We share important prescription drug information to help you stay informed about updates concerning particular prescription medicines.

VativoRx Bottle update

The FDA Approves New Botulinum Product

Hugel was granted approval by the U.S. Food and Drug Administration (FDA) on Feb. 29, 2024, for Letybo® (letibotulinuntoxinA-wlbg) injection. The neurotoxin is indicated for cosmetic use to temporarily smooth glabellar (frown) lines on the forehead. It will be injected by a healthcare professional intramuscularly (IM) into five separate sites on the forehead at a dose of 4 Units in each injection no more than once every 90 days. Although the total recommended dose for each treatment is 20 Units, it will be supplied in 50-unit and 100-Unit single-use vials for reconstitution. Beginning later in 2024, shipments will go directly to providers such as plastic surgeons and cosmetic dermatologist clinics. All botulinum toxin products have Medication Guides and boxed warnings because they potentially may cause widespread side effects, such as muscle weakness and vision changes if they migrate away from the areas where they are injected. Rarely, serious breathing or swallowing problems can occur. Side effects may not be evident until several months after the product has been injected. Other available botulinum products that have the same indication are Botox® Cosmetic (onabotulinumtoxinA – Allergan Aesthetics), Daxxify® (daxibotulinumtoxinA-lanm – Revance Therapeutics), Jeuveau (prabotulinumtoxinA-xvfs – Evolus) and Xeomin® (incobotulinumtoxinA – Merz Pharmaceuticals). None is interchangeable with any of the others. Look here for prescribing information.
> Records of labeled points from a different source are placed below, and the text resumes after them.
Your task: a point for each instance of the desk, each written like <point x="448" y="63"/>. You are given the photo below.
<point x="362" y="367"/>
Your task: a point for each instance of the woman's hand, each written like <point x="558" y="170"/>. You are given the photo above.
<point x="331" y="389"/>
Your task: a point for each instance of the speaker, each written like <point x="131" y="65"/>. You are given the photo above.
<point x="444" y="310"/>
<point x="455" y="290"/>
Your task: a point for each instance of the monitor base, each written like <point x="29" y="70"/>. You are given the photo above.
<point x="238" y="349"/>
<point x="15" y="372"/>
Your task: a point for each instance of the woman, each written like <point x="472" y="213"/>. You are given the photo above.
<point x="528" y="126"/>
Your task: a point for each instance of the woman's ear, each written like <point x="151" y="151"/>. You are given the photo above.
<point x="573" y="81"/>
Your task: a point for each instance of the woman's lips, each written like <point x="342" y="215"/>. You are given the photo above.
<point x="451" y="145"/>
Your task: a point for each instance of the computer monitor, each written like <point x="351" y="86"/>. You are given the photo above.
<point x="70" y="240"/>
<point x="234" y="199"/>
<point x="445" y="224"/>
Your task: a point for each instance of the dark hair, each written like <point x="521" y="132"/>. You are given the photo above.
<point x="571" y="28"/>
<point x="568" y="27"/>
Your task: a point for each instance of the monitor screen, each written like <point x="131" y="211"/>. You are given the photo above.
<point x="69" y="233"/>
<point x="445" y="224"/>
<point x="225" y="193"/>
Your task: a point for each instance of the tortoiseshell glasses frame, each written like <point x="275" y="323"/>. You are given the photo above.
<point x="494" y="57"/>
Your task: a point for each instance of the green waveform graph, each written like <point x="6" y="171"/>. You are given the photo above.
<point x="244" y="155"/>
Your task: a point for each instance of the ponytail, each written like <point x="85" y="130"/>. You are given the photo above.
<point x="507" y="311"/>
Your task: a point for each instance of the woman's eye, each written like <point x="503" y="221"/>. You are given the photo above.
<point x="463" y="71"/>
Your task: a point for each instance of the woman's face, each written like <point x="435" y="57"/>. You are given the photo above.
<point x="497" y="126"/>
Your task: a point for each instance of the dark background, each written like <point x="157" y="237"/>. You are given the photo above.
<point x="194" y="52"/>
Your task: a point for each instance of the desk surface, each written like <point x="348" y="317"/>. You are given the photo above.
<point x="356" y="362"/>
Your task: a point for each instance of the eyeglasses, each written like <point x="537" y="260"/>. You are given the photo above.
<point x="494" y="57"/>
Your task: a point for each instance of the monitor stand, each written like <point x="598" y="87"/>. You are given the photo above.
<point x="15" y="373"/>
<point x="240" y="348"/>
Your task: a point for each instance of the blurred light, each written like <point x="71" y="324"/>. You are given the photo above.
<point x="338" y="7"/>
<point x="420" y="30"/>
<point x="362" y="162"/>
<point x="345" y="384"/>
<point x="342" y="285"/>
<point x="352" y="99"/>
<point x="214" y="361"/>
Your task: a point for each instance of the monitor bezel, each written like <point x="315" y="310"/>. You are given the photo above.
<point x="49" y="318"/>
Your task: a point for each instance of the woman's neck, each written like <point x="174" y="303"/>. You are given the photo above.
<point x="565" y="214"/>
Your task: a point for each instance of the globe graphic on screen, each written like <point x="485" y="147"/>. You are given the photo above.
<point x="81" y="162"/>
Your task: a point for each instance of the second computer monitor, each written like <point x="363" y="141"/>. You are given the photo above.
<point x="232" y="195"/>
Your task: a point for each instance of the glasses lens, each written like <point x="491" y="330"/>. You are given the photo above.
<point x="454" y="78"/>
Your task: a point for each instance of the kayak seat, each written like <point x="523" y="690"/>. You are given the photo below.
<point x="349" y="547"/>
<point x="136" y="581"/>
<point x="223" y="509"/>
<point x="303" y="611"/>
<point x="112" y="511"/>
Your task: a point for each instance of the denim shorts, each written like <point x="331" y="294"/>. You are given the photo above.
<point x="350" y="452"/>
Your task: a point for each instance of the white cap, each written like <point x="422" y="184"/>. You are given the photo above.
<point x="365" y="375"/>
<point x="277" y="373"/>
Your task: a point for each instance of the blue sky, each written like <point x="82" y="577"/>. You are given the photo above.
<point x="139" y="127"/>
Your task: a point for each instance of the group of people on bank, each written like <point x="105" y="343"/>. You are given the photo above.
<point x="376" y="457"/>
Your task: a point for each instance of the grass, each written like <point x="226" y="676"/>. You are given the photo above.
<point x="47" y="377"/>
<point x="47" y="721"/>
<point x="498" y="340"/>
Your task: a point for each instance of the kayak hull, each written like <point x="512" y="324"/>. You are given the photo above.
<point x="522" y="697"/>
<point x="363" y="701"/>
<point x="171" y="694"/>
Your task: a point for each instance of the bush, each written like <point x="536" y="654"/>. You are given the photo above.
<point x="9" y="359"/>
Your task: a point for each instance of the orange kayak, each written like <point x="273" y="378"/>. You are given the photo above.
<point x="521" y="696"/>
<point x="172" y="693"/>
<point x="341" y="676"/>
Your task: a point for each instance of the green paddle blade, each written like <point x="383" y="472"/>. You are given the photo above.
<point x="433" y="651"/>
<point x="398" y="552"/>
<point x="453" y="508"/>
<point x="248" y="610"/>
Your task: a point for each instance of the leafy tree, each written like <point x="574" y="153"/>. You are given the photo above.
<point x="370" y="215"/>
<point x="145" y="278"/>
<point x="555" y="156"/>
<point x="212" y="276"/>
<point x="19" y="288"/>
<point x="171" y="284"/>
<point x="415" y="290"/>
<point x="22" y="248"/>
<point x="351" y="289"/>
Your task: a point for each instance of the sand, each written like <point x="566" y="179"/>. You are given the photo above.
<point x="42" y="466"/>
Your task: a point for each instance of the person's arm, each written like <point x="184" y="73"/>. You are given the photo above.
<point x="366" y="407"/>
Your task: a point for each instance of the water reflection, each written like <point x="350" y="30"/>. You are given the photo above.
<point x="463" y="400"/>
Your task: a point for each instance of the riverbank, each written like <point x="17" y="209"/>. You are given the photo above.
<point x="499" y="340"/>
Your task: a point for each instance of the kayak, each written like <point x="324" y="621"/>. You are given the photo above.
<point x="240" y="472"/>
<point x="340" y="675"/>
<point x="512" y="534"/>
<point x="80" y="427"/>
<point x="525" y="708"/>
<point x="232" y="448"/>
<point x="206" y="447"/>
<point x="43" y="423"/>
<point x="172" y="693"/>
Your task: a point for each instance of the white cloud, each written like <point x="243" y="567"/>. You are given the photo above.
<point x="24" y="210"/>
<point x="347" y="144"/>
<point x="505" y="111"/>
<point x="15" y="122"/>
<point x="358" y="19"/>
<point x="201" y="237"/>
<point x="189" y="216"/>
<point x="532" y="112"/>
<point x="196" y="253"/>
First Biosimilars Approved for Prolia and Xgeva

On March 5, 2024, the FDA approved Sandoz’s biosimilars for Amgen’s receptor activator of nuclear factor kappa beta ligand (RANKL) inhibitor, denosumab. Jubbonti® (denosumab-bbdz) injection is interchangeable with Prolia® (denosumab), and Wyost® (denosumab-bbdz) can be interchanged with Xgeva® (denosumab). Jubbonti is given by a health professional as a 60mg subcutaneous (SC) injection once every six months. It treats osteoporosis for individuals whose risk of fractures is high, including some who are taking glucocorticoids or certain drugs to treat breast or prostate cancer. A boxed warning and a risk evaluation and mitigation strategy (REMs) caution that using Prolia may raise the risk of dangerous hypocalcemia (low levels of calcium in the blood) for patients who have chronic kidney disease (CKD). Wyost is indicated to prevent bone-related incidents for some patients who have multiple myeloma, bone metastases from solid tumors, giant cell tumors of the bone or hypercalcemia of malignancy. After loading doses, it is administered SC at 120mg once every month. Jubbonti and Wyost cannot be substituted for one another. Ongoing lawsuits will prevent their launch for the foreseeable future. For prescribing information, please refer to the respective links for Jubbonti and Wyost.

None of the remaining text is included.